Ne è passato di tempo dalle faticose lotte italiane per il ruolo della donna , dalle battaglie per il suffragio , da quando l’affacciarsi della donna alla vita sociale era visto con “più di un sospetto malevolo per questa sovraesposizione femminile in territorio maschile e per una altrimenti inaudita promiscuità”, tanto che pensare di avere ancora oggi l’esigenza e il dovere di parlare di parità di genere sembra una follia. Eppure, è così. Non sempre con il tempo si sistema tutto e non sempre il tempo cura le ferite. Riconoscere, ancora oggi, la persistente necessità di mettere in atto quelle azioni positive volte ad assicurare l’eguaglianza sostanziale (in questo caso tra donna e uomo), così come sancito dall’art. 3, comma 2 della Costituzione, è un qualcosa che arreca tristezza. Soprattutto se si pensa che già 50 anni fa si ravvisava l’insopportabile squilibrio di genere, caratterizzato ad esempio dalla “supremazia maritale” , che portava alla Riforma del diritto di famiglia di cui alla L. n. 151/1975. Ma è così, ce lo dicono e confermano studi , indici e analisi che ci schiaffeggiano con la dura realtà.

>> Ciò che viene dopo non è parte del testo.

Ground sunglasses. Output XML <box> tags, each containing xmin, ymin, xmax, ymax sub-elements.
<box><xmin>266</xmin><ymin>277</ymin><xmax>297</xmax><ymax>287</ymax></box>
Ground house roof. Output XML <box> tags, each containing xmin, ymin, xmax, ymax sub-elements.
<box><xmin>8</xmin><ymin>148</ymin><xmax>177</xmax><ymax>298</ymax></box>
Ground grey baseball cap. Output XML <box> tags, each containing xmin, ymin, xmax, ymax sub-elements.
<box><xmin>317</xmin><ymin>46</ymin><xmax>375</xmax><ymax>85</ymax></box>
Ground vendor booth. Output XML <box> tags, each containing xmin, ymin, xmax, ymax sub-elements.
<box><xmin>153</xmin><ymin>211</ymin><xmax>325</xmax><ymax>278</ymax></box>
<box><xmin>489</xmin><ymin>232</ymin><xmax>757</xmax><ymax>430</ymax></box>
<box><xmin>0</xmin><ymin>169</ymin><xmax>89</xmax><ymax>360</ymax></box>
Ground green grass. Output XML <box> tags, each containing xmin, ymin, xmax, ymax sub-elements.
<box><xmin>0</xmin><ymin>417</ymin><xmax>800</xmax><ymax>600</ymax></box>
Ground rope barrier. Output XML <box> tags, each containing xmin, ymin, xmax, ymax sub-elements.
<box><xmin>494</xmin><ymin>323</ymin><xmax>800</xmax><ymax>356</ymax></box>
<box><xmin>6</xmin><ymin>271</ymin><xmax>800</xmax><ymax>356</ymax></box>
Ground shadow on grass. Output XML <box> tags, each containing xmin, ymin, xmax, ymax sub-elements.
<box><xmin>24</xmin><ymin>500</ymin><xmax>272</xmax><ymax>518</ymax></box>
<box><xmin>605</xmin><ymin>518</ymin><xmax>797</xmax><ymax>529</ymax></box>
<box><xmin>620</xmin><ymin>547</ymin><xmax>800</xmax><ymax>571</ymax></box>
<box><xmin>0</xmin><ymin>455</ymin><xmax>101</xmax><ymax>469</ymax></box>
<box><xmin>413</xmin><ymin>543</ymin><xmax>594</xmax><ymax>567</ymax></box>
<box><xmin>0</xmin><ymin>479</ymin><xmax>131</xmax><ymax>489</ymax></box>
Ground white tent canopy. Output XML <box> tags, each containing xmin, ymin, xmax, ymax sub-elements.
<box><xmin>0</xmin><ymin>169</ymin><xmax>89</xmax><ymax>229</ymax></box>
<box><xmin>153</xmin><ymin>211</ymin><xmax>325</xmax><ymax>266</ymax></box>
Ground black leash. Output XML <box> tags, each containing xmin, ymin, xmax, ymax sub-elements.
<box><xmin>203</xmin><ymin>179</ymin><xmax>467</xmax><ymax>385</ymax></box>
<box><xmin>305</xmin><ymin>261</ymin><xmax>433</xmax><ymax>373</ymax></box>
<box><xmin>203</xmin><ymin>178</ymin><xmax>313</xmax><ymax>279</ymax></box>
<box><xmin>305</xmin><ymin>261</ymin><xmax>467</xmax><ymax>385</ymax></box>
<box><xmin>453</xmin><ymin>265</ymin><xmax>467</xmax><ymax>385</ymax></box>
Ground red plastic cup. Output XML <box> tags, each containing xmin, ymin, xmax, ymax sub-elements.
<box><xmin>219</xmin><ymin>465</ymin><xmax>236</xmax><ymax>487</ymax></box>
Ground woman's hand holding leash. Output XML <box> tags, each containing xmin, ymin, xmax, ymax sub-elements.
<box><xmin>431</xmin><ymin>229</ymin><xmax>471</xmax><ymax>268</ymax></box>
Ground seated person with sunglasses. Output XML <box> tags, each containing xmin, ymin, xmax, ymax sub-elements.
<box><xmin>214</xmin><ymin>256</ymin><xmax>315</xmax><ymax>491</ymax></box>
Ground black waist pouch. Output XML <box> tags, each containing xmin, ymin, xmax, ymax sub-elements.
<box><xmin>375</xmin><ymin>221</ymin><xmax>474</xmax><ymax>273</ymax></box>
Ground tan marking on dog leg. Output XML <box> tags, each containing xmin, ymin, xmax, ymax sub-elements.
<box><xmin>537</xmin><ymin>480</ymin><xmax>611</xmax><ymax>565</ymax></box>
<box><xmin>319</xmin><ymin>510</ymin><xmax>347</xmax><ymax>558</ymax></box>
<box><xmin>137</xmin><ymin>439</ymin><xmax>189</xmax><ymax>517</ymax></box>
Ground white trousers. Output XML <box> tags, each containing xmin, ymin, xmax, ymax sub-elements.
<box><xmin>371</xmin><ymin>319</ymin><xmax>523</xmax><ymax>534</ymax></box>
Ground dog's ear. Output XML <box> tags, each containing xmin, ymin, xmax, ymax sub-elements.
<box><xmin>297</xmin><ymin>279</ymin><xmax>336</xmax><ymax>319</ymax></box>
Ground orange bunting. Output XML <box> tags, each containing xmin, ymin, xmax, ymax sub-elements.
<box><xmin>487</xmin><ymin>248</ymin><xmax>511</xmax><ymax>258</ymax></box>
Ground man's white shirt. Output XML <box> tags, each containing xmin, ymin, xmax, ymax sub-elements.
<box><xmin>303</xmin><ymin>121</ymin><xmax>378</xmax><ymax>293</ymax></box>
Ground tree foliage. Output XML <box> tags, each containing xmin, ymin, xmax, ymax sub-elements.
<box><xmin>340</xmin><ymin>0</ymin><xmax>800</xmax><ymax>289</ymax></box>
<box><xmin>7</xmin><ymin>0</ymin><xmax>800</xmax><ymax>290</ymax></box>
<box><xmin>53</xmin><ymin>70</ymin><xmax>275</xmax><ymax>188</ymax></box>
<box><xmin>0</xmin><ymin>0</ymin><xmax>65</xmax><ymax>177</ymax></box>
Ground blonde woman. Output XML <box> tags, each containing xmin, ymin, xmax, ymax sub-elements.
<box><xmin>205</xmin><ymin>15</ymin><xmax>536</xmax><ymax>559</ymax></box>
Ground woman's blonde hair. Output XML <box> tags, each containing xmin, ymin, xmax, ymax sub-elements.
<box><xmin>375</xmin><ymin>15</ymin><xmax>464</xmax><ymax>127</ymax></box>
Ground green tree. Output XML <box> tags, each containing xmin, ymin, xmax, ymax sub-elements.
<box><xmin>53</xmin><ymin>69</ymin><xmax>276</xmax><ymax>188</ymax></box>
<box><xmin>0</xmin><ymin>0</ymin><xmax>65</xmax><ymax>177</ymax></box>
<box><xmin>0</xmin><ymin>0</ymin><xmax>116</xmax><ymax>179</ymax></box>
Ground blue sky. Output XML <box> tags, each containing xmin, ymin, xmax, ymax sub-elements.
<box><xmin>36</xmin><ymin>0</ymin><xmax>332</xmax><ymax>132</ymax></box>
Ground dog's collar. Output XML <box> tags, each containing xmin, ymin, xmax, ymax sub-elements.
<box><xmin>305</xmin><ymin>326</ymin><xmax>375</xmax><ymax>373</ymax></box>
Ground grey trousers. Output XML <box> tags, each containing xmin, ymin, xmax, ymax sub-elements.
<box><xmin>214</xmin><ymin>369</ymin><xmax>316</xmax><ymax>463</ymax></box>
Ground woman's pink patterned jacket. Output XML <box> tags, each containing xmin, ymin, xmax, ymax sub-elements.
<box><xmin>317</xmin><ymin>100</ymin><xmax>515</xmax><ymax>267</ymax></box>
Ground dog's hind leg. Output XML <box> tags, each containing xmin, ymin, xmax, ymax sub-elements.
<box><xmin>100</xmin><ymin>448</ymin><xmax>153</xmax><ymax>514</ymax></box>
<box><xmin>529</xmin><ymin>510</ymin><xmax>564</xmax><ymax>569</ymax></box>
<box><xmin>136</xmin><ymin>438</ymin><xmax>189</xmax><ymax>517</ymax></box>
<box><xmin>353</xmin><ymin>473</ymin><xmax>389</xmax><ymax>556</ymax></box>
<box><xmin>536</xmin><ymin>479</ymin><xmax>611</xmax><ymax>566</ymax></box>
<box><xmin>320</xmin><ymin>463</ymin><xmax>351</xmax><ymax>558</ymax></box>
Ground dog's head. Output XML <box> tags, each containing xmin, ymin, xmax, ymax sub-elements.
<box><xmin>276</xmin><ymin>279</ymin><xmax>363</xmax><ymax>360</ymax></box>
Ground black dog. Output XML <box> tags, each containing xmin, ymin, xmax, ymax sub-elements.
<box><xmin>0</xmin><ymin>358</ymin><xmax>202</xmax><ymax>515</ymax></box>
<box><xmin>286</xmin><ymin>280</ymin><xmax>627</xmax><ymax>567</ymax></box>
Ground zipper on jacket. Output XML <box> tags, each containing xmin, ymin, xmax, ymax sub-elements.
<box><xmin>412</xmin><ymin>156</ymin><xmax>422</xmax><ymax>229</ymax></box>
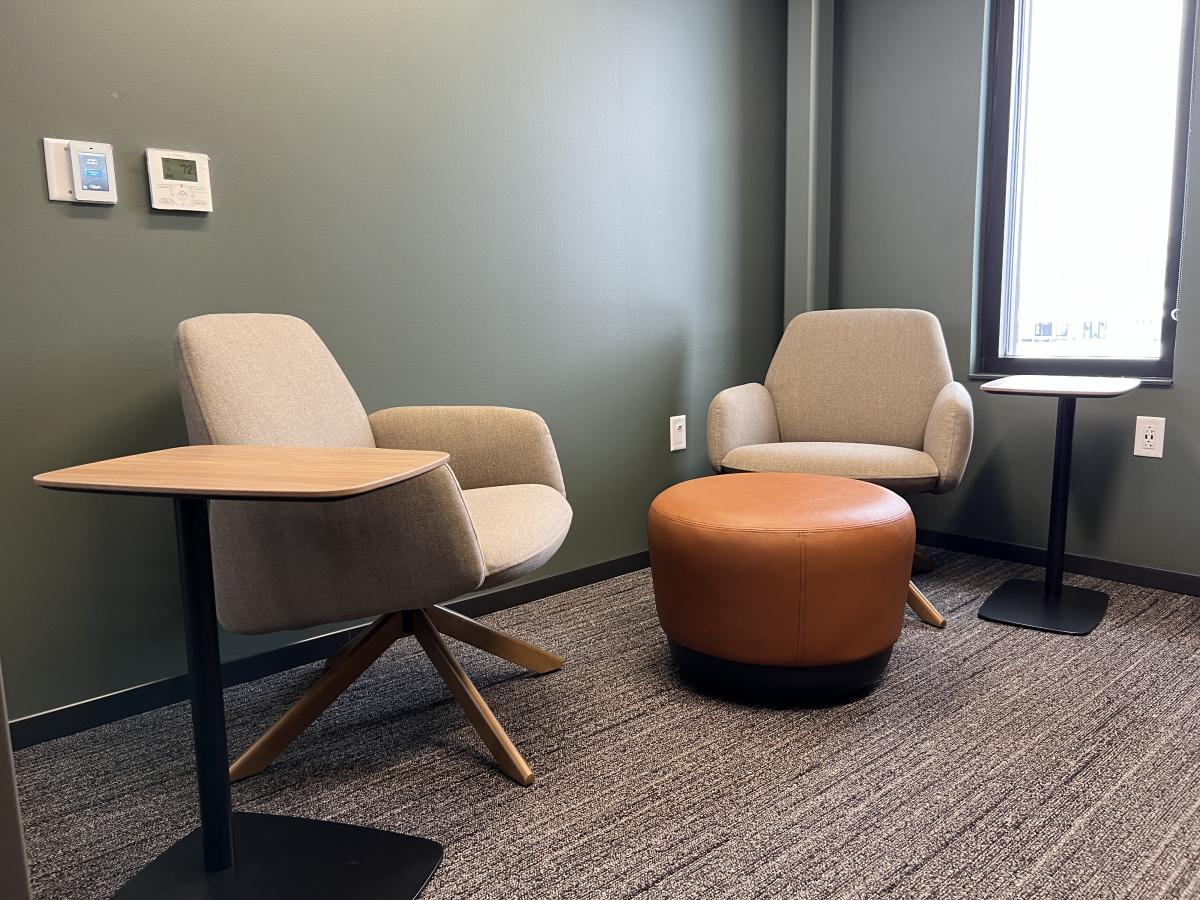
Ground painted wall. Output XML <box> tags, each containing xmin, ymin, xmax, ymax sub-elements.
<box><xmin>830</xmin><ymin>0</ymin><xmax>1200</xmax><ymax>575</ymax></box>
<box><xmin>0</xmin><ymin>0</ymin><xmax>786</xmax><ymax>716</ymax></box>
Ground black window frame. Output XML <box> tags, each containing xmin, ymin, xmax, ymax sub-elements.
<box><xmin>973</xmin><ymin>0</ymin><xmax>1198</xmax><ymax>384</ymax></box>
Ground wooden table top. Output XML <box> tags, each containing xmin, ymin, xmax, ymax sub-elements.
<box><xmin>983</xmin><ymin>376</ymin><xmax>1141</xmax><ymax>397</ymax></box>
<box><xmin>34</xmin><ymin>445</ymin><xmax>450</xmax><ymax>500</ymax></box>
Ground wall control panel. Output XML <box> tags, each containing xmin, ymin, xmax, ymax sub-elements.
<box><xmin>42</xmin><ymin>138</ymin><xmax>116</xmax><ymax>204</ymax></box>
<box><xmin>146</xmin><ymin>148</ymin><xmax>212</xmax><ymax>212</ymax></box>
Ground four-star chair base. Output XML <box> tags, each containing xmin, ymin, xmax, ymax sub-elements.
<box><xmin>229</xmin><ymin>606</ymin><xmax>563</xmax><ymax>785</ymax></box>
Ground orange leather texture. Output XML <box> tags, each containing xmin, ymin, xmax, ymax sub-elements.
<box><xmin>648</xmin><ymin>473</ymin><xmax>917</xmax><ymax>666</ymax></box>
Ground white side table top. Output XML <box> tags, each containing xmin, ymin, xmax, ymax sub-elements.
<box><xmin>982</xmin><ymin>376</ymin><xmax>1141</xmax><ymax>397</ymax></box>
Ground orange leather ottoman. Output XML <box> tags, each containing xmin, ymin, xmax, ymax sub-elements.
<box><xmin>649</xmin><ymin>473</ymin><xmax>916</xmax><ymax>697</ymax></box>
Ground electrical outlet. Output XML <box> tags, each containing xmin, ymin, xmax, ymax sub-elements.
<box><xmin>1133</xmin><ymin>415</ymin><xmax>1166</xmax><ymax>460</ymax></box>
<box><xmin>671</xmin><ymin>415</ymin><xmax>688</xmax><ymax>452</ymax></box>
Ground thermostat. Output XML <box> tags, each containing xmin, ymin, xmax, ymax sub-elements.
<box><xmin>146</xmin><ymin>148</ymin><xmax>212</xmax><ymax>212</ymax></box>
<box><xmin>42</xmin><ymin>138</ymin><xmax>116</xmax><ymax>203</ymax></box>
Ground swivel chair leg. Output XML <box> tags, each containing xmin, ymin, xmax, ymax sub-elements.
<box><xmin>908</xmin><ymin>581</ymin><xmax>946</xmax><ymax>628</ymax></box>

Una realtà che denota in Italia un gender gap presente in linea generale, oltreché riferibile più specificatamente al mondo del lavoro, nonostante già nel 1975, con la surrichiamata Riforma, si riconosceva come “Il lavoro della donna è considerato equivalente a quello dell’uomo” . D’altra parte, “Che il mercato del lavoro, lasciato alle sue spontanee dinamiche e fluttuazioni, possa incoraggiare differenze di trattamento e disuguaglianze, è in sé e per sé inconfutabile ed appare un dato per così dire normale” , non esistendo peraltro un reale principio generale di parità di trattamento; tuttavia tale dato manifesta l’esigenza improrogabile di un non facile cambio di cultura, così da abbattere “gran parte degli stereotipi e degli orientamenti che nei luoghi di lavoro spesso bloccano le donne in posizioni subalterne e di servizio”. Invero, in questo momento storico, obiettivi impegni e fondi sembrano convergere tutti fortemente al “sostegno del principio della parità di genere in tutte le sue forme e attività” (oltreché verso ulteriori temi certamente sensibili, quali l’ambiente e la sostenibilità). In particolare, tra i tanti:

- Agenda 2030, all’obiettivo n. 5, mira a “Raggiungere l’uguaglianza di genere e l’autodeterminazione di tutte le donne e ragazze”.

- Il Pnrr considera la parità di genere tra le tre priorità principali e trasversali in termini di inclusione sociale.

Ebbene, tenuto conto di tutto quanto detto, oggi come Consulenti del Lavoro abbiamo una possibilità, da tramutare in missione: stimolare la parità di genere consigliando la relativa certificazione di cui all’art. 46-bis, comma 1, D.lgs. n. 198/2006, posto che “La misura ha lo scopo di assicurare una maggiore partecipazione delle donne al mercato del lavoro e ridurre il gender pay gap attraverso la creazione di un sistema nazionale di certificazione della parità di genere, che dovrà migliorare le condizioni di lavoro delle donne anche in termini qualitativi, di remunerazione e di ruolo e promuovere la trasparenza sui processi lavorativi nelle imprese”. Suggerire la certificazione, quindi, come riconoscimento di un comportamento meritevole. Come la giusta medaglia consegnata “al fine di attestare le politiche e le misure concrete adottate dai datori di lavoro per ridurre il divario di genere”. Un attestato che non è, come evidente, solo di facciata, ma che è frutto di un apposito Tavolo di lavoro sulla certificazione di genere, coordinato dal Dipartimento per le Pari Opportunità in collaborazione con il Ministero del Lavoro e delle Politiche Sociali e il Ministero dello Sviluppo Economico, e pertanto fortemente valevole. E non si tratta di incentivare la certificazione solo perché foriera di tante agevolazioni e trattamenti di favore per il datore di lavoro ottemperante. Come, d’altra parte, non si intende stimolare il comportamento per le correlate nuove opportunità professionali per il Consulente del Lavoro, certamente presenti e indubbiamente stimolanti. Ma è, soprattutto, per motivi dai tratti ben più nobili ed etici: il rispetto della Costituzione, il rispetto della Storia e il rispetto di chi ha lottato e ha sofferto per piccoli e grandi traguardi, talvolta dati per scontati.